Realtor Magazine recently reported that fall and winter months may be the best time for buyers to purchase a home--the job market continues to warm up, mortgage rates are staying low, and home prices are stabilizing.

Historically, home price growth rises faster than wage growth, so despite temptation to strike while the iron is hot, many potential homebuyers can't take advantage of good buying conditions, because they're not able to afford the down payment. In fact, New York Federal Reserve Bank research economists Andreas Fuster and Basit Zafar addressed the "down-payment-trumps-interest-rates" phenomenon not long ago. As builders, the first step to help customers (especially first-time buyers) get through the lousy experience is to understand how bad the problem is.   

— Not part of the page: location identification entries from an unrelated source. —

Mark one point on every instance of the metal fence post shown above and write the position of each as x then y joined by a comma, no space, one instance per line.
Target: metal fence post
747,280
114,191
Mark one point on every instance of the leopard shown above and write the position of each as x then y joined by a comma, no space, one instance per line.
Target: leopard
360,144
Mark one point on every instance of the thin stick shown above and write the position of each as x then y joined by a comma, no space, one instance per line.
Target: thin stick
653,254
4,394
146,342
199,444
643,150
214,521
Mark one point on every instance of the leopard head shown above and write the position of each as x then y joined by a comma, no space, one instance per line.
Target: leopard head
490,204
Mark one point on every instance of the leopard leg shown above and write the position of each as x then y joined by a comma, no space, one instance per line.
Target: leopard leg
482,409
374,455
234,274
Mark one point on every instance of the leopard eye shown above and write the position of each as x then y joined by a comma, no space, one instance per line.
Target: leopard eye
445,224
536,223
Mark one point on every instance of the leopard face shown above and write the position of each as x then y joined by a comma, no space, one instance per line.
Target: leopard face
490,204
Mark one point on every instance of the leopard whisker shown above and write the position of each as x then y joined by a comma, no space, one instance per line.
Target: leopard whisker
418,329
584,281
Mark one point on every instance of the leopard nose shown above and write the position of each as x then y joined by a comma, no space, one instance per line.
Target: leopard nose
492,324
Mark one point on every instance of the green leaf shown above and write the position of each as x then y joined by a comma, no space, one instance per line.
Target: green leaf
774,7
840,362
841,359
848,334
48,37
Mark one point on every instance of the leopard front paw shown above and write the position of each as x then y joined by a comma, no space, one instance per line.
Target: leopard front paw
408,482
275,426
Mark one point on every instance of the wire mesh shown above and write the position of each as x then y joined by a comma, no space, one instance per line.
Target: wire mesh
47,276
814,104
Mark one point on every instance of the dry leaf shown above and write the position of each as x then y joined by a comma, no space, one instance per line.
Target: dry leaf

We’ve mashed up data from Metrostudy and the Census Bureau to probe how long it will take first-time home buyers to save up a 10% down payment on a new home, using 2015 median new home prices, 2014 median household incomes (the latest available), and median monthly rental costs in each state (because most people rent before actually buying a home). A widely accepted rule says people or households should spend no more than 28% of their gross income on total housing expenses, so by calculating how much of that 28% is spent on rent every month in each state, we've pinpointed the balance (whatever amount of money that is left, if any) that people could be contributing to a down-payment savings account each month. Note that we haven't taken cost-of-living into account, so the amount of income we've calculated that could be saved is actually higher than it would be for the average person paying for transportation, groceries, bills, etc., in addition to their rent.    

There are substantial discrepancies in median household income across the United States.  An average U.S. family needs nearly eight years to save a down payment, but a household earning the median income in Hawaii will need 26.79 years before they've saved enough money for the down payment on a home costing $565,100. Potential homebuyers in South Dakota will be able to save money for a down payment the quickest--3.46 years for a home costing $225,000. 

Keep in mind that this chart is based on state medians and only serves as a general reference. In reality, some homebuyers might not be able to find a home that lives up to their expectations and doesn't exceed the median home price in their state. Further, not all people can afford to make the “28%” commitment, considering other financial burdens caused by student loans, job changes, medical care, raising a child, or caring for an elderly. On the other hand, chances are that some home buyers, especially younger ones, receive help from family members to reach the down payment point earlier than shown in this chart.